You’ll need time to learn your hair and what products respond best to it. You will probably get frustrated and overwhelmed and feel like giving up. Don’t.
Think about the last diet or exercise program you started, but didn’t finish. Somewhere along the line, you just got tired of the bland food and gave up. Now think about the last diet or exercise program you did finish. How proud did you feel after reaching your goal? Transitioning to natural hair is something you’re doing for yourself. You deserve it. So make a commitment to yourself to stick with it no matter what.

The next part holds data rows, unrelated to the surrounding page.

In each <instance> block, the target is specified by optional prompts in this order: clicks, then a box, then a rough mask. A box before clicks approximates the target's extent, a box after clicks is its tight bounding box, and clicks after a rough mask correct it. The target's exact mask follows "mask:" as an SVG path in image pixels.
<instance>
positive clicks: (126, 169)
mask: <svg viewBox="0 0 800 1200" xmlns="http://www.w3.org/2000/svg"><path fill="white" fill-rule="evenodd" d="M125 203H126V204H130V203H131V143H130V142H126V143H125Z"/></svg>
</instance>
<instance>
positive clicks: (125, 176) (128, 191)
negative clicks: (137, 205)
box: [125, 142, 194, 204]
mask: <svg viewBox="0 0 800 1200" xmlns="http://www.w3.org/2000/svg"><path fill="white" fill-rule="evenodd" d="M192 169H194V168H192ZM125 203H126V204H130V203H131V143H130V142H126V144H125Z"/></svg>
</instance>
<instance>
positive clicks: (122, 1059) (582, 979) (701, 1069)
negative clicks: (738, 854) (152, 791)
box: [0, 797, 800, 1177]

This is the most important tool of all! The beautiful natural hair you want isn’t going to happen overnight. It’s going to take a lot of work and patience on your part. Along the way, there will be successes and failures. Products you love. Products you purchase after watching a tutorial on YouTube that end up being a complete waste of your money. It’s all part of the process.
Somewhere along your journey, you’ll find out what works for you and the results will follow. So practice patience! You won’t regret it!
PAMELA SAMUELS YOUNG TOP 5 TIPS
* Be patient. Transitioning takes time and effort.
* Develop a weekly hair care regimen and stick to it.
* Educate yourself about the care of your natural hair.
* Join a natural hair MeetUp group to share resources.
* Keep a hair journal to track your progress.